The influenza virus is an enveloped RNA virus that causes a contagious respiratory illness. Understanding the temperature at which this virus is inactivated is a practical necessity for cleaning and environmental safety. High temperatures destroy the virus’s ability to infect, a process called inactivation, while cold temperatures merely preserve its infectious structure. The virus’s viability outside of a host is heavily influenced by its surrounding environment, especially temperature and moisture levels.

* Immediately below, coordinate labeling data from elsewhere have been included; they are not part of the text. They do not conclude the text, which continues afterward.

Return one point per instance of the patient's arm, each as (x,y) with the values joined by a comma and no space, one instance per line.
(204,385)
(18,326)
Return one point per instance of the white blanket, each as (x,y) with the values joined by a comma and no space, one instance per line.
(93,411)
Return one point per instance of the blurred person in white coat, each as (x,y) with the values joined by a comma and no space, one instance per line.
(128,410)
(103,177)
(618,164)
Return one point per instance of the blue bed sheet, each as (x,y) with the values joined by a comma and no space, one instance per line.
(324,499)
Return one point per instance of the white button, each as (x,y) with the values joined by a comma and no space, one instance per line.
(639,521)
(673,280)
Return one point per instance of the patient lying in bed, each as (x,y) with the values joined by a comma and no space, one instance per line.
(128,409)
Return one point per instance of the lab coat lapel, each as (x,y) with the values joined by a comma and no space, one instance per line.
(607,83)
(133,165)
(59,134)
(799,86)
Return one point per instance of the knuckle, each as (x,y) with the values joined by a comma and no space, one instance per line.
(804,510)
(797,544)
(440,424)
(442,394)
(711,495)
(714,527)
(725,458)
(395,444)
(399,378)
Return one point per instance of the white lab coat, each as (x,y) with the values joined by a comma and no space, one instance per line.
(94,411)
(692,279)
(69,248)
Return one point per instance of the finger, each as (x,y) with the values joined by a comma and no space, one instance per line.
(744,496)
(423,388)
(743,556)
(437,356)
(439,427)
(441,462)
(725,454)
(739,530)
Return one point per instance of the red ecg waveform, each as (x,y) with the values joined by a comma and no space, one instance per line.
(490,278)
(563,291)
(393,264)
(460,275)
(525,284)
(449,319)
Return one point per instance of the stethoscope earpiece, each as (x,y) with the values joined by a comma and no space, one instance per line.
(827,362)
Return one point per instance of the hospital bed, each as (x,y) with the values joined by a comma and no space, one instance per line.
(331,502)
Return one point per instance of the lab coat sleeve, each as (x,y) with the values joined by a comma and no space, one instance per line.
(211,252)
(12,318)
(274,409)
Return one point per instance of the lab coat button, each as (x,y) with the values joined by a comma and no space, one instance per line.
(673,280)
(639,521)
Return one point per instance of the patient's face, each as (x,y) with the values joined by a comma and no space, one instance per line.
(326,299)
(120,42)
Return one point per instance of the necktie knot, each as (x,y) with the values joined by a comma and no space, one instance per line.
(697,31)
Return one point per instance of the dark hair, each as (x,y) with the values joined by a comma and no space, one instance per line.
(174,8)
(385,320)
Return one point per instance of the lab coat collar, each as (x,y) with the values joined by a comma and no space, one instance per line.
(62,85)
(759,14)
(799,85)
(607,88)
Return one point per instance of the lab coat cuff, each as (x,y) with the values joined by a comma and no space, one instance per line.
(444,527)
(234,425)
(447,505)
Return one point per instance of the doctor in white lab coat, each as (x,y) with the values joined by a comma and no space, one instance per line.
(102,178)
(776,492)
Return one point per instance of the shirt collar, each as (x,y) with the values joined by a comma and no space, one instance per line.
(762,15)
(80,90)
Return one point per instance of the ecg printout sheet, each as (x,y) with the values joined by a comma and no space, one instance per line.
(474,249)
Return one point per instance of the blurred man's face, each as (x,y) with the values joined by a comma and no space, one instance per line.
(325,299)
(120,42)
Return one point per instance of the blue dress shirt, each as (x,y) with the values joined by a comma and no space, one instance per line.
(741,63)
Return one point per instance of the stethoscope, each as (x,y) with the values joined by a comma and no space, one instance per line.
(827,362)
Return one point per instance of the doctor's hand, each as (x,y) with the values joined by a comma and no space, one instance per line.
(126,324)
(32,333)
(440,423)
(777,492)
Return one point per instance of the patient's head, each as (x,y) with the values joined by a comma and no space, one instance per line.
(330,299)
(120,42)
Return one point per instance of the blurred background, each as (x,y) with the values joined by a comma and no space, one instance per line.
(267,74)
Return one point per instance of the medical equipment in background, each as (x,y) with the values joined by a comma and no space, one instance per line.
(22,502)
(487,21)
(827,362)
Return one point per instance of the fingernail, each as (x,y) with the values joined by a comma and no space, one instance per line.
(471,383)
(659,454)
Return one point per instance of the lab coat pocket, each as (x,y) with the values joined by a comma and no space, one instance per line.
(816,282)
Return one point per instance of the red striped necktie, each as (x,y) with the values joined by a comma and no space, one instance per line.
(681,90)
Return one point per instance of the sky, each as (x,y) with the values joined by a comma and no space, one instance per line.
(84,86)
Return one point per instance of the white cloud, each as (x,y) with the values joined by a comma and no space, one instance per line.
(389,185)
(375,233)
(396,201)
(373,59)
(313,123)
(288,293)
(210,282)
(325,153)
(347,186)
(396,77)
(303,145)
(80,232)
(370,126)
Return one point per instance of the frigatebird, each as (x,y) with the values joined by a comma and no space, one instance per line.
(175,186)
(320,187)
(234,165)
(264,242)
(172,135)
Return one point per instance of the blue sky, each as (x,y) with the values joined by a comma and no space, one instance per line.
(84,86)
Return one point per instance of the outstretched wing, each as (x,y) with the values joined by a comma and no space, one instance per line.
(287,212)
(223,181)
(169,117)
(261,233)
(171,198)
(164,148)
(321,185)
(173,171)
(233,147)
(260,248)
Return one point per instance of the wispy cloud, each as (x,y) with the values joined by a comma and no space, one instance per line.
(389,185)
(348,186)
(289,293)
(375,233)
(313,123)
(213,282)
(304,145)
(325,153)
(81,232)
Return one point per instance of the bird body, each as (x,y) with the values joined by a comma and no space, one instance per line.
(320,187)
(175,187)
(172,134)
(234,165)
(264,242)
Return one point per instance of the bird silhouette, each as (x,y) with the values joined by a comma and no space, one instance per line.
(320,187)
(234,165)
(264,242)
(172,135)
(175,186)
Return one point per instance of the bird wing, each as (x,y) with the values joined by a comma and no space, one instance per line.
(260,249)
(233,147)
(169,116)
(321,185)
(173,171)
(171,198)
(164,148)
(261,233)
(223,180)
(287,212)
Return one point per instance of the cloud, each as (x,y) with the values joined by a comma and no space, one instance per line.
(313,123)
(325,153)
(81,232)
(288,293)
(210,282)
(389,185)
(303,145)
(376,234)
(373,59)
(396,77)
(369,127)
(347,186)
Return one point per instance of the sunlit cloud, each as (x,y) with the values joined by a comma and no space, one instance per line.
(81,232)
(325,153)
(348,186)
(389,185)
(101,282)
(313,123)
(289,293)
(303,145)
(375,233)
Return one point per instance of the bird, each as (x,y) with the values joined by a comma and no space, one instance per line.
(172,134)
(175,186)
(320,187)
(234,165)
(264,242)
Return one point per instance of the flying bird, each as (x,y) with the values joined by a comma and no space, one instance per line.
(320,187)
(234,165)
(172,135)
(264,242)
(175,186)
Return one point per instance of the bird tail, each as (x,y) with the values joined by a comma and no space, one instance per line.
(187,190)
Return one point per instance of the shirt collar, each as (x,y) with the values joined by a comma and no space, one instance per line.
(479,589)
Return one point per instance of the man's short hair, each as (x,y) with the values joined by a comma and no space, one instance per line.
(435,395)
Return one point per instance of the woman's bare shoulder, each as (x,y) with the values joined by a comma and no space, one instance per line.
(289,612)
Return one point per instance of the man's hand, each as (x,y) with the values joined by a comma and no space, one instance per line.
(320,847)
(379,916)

The High Temperature Threshold for Inactivation
High heat is the most effective and rapid method for guaranteeing the destruction of the influenza virus. Laboratory studies demonstrate that the virus can be rapidly inactivated at temperatures starting around 56°C (133°F). For instance, an effective reduction in viral infectivity can be achieved in about 30 minutes at 60°C (140°F).
Raising the temperature even slightly above this threshold drastically reduces the required exposure time for complete inactivation. At 70°C (158°F), certain influenza strains can be completely inactivated in as little as five minutes, showing a strong inverse relationship between temperature and survival time. This principle is utilized in processes like pasteurization, where heating to 72°C (161°F) for only 15 seconds is sufficient to eliminate viral infectivity in liquids.
Practical applications of this thermal threshold are seen in household disinfection, such as laundering and sterilization. To disinfect clothing and linens contaminated with the flu virus, washing in water that reaches at least 60°C (140°F) is recommended. Using a high-heat drying cycle provides an additional layer of protection. The application of steam or boiling water achieves reliable destruction of the virus on surfaces and materials.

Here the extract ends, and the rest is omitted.